But Nessa stopped. "I've forgotten, Jack," she whispered. "I must have that money after all."

I had it ready, thrust it into her hand, and helped her over the field gate. In her agitation she fell and dropped the notes. It was as dark as pitch on the ground at that spot and I had to grope with my hands to find them.

The man called to me urgently to come at once, and I had just found them when we heard the sound of a horse galloping in our direction.

"Back to the wood," growled the man almost fiercely. "If the captain noses you, you'll be shot."

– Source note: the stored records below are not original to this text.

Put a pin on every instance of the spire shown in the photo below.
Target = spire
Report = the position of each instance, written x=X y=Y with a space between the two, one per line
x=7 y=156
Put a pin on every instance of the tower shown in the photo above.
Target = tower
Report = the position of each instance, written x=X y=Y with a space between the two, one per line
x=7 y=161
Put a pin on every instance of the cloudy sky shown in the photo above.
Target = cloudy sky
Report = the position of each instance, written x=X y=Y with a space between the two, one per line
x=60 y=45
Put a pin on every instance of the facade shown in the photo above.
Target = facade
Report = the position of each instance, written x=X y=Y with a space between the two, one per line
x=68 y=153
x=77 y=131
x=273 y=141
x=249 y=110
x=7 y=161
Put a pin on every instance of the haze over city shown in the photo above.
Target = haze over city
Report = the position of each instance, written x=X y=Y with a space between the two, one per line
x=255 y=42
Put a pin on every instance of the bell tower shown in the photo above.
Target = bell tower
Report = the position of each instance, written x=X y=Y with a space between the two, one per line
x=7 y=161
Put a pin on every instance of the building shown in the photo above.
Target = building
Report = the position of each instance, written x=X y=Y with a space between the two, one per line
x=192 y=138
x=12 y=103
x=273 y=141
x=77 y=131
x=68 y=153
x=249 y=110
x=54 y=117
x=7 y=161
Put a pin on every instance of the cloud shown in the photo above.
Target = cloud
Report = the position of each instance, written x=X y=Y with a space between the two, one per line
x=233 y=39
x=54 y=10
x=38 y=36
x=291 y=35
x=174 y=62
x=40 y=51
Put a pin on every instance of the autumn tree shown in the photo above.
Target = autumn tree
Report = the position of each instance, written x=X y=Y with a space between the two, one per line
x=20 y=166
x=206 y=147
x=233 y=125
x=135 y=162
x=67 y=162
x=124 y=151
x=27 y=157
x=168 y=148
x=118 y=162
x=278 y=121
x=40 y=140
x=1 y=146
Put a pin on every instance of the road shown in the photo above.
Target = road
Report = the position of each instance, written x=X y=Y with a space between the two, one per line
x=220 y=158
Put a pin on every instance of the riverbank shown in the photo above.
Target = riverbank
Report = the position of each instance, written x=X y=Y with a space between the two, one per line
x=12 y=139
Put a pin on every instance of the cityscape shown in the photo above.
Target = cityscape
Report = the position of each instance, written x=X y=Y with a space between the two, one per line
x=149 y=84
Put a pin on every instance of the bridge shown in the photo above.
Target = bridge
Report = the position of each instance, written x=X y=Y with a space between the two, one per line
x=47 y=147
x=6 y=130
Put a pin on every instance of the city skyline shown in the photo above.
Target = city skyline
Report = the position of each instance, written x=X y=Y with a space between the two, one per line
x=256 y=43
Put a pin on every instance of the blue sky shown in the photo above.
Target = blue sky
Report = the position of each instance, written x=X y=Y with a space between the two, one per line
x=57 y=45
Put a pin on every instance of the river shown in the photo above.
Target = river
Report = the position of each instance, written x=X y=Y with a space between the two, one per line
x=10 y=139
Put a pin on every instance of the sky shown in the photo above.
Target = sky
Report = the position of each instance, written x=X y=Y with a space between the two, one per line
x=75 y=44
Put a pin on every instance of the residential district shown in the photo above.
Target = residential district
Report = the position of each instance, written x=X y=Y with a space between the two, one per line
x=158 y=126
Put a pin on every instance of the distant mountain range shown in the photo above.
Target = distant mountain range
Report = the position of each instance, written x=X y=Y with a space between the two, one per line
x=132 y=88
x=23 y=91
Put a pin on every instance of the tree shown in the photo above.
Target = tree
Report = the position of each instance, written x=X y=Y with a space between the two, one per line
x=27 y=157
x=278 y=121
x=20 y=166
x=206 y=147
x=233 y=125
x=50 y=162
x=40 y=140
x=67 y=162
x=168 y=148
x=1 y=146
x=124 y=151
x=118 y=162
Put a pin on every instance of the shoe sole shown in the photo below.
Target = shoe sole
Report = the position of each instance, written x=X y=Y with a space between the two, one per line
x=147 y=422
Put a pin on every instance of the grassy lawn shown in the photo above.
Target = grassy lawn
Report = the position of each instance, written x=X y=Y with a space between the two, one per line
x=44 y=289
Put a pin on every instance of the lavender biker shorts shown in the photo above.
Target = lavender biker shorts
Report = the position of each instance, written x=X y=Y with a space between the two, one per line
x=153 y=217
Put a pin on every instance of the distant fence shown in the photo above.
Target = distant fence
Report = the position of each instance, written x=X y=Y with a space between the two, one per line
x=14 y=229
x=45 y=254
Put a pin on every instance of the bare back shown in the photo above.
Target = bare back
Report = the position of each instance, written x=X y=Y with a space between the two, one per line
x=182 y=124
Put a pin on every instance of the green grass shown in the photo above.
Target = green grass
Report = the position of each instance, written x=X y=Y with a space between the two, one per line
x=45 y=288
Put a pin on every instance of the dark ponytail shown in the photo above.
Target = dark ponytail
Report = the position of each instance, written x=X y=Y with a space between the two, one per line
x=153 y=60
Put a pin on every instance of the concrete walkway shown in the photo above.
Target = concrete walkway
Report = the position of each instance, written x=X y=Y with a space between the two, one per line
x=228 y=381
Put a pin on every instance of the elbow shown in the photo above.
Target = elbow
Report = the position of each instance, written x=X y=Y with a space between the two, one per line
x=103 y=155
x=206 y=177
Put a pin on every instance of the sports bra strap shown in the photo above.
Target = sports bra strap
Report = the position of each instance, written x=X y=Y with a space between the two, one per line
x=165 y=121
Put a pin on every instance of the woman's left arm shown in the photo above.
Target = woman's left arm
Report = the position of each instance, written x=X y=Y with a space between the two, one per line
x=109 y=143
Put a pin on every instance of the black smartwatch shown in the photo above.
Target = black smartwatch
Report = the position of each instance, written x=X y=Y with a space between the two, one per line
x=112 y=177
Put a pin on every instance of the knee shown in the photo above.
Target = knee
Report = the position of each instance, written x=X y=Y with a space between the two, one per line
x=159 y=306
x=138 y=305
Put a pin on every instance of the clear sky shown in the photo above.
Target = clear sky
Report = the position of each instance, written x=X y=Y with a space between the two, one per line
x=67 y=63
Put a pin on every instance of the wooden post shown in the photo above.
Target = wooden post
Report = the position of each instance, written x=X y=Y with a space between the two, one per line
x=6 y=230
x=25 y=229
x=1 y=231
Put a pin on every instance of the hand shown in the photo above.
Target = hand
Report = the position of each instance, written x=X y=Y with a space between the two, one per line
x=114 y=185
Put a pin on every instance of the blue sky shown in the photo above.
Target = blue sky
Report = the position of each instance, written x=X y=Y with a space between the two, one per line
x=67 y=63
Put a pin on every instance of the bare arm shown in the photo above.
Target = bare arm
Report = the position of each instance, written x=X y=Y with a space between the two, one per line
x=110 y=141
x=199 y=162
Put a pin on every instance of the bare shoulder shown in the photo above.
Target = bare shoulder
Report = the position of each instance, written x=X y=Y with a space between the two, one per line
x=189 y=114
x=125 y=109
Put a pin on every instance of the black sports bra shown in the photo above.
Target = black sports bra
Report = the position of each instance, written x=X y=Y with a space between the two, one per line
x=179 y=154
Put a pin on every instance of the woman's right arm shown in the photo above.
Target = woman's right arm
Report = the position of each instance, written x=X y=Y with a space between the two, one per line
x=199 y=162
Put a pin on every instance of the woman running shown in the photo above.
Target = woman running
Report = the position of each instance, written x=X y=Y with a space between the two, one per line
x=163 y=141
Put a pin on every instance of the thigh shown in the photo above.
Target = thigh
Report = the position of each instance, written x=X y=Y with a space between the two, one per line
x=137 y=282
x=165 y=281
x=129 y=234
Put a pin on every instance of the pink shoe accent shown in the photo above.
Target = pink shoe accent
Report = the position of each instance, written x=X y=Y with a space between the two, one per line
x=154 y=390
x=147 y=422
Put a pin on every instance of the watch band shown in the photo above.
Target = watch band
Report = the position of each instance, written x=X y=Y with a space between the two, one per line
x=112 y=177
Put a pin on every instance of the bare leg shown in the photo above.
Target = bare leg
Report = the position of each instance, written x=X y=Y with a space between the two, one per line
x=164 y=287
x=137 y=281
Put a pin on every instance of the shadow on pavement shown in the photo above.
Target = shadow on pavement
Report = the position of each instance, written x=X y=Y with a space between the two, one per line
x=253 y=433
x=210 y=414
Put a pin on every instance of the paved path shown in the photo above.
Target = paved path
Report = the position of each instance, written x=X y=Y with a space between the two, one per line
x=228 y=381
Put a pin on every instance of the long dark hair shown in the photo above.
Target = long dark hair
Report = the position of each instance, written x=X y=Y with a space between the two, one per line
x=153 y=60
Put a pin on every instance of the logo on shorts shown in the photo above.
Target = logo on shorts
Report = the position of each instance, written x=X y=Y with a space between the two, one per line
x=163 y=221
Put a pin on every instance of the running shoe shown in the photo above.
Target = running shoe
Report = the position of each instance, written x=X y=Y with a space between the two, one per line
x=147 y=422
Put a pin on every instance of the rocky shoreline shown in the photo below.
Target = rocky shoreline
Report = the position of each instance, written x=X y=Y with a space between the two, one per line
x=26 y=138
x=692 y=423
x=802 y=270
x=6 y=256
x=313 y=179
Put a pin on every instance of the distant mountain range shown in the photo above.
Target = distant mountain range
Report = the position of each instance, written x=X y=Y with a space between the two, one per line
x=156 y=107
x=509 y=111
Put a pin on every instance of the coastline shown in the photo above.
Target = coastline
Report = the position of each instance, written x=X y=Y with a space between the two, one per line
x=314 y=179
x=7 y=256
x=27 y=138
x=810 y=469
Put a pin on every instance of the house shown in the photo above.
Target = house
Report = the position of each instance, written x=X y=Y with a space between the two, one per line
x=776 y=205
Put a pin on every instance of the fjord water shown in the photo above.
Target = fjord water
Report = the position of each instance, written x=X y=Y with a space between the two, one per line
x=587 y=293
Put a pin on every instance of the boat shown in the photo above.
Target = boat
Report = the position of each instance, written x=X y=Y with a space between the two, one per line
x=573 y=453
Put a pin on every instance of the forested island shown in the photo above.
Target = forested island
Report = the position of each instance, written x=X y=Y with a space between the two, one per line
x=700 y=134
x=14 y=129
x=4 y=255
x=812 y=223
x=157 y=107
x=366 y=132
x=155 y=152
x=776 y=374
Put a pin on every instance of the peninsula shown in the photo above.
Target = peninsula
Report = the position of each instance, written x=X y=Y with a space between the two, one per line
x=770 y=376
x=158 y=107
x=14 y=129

I lifted Nessa over the gate and we darted back to cover, as the officer rode up. We waited for some breathless anxious minutes for him to go, hoping that the signal could be repeated.

But he did not go; and soon afterwards the guard was changed.

The chance was gone and there was nothing for it but to return to the car.

The failure was bitterly disappointing, but Nessa was glad, and laughed. "Here's the money, Jack," she said as we left the wood.

I pocketed it in silence.

"I suppose you're awfully angry and disappointed and all that, but I'm not. The only thing I regret is that I was persuaded to go."

"I'm not angry about it. It's a great pity; but the only thing to do is to wait for another opportunity. I dare say Fischer can manage it."

"You needn't look for one, if you mean me to go alone. I won't do it. You'll never get me to consent again; and you said I was to settle it, remember."

"I remember," I replied.

"I'm absolutely determined," she declared; but something was to happen that night which shook that determination to ruins.

Fischer expressed great surprise at seeing her; but I explained that at the last moment the money had been lost and that the officer had come back in time to prevent Nessa's escape.

The car was now loaded with some of the spoils from the wagon and Nessa had to ride in front with us. We made a quick run back to the town, where I helped in the unloading, and then with Nessa took the car to the place where I was to overhaul it in the morning.

"I feel a thousand times more light-hearted, Jack," she said slipping her hand in my arm as we walked back to Fischer's shop.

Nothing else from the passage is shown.